A novel database schema for the VAQA dataset has been designed to support automatic dataset generation, using relational database management systems (RDBMS) approaches. An algorithm for automatic IQA ground-truth triplet generation has been proposed, using images from a dataset dedicated to object detection and segmentation purposes. By exploiting the segmentation annotations of COCO images, several questions are automatically assigned to each image and answered based on its content. Both the database schema and automatic IQA triplet generation algorithm can be re-used for generating more VQA datasets in any other natural language.

The proposed Arabic-VQA system consists of five modules, namely question pre-processing, textual features extraction, visual features extraction, features fusion from both modalities, and answer prediction. Our experiments for the Arabic-VQA system have concentrated on the question channel, where two question-tokenization approaches, three word-embedding approaches, and four LSTM networks with different architectures have been investigated. By considering all possible combinations of these question pre-processing and representation approaches, 24 different Arabic-VQA models have been developed on the VAQA dataset. For all these Arabic-VQA models, the techniques used in the remaining modules remained the same.

For question tokenization, we had to investigate whether splitting the question tool into a separate token is necessary or not. Concerning question word embedding, in the beginning, we followed the traditional approach of including a fully connected embedding layer. Thereafter, two fine-tuned Word2Vec models with the CBOW and SG architectures from the Aravec2.0 tool have been investigated.

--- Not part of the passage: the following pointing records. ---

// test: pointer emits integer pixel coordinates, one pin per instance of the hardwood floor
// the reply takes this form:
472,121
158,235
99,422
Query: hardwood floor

Regarding textual feature representation, we have investigated both unidirectional and bidirectional LSTM networks, once with a single hidden layer and once with two hidden layers. A pre-trained VGG-16 model has been utilized for image representation. The extracted visual and textual embeddings are fused by applying element-wise multiplication. Lastly, answers are predicted using an MLP of two fully connected layers.

Experiments indicate that utilizing the fine-tuned CBOW and SG word embedding models from AraVec2.0 outperform the traditional approach of training a fully connected embedding layer. The VQA model that treated the question tool as a separate token, utilized the fine-tuned SG word embedding model from AraVec2.0, and one-layer Uni-LSTM for question representation is demonstrated to be the best Arabic-VQA model, achieving an accuracy of 84.936% on our VAQA dataset. Compared with other VQA systems with a similar framework developed on different VQA datasets in another natural language, considering only their performance on yes/no questions according to our scope, the achieved performance on the VAQA dataset is good and still comparable to the performance on other VQA datasets for the same type of questions.

In future, we will devote our efforts to expanding the VAQA dataset to increase its size and complexity, by adding more images, other question types, and answers. Other plans aim to investigate how well the attention mechanism can contribute to an Arabic-VQA system in both modalities, and to investigate different approaches in the remaining modules as done in the question channel.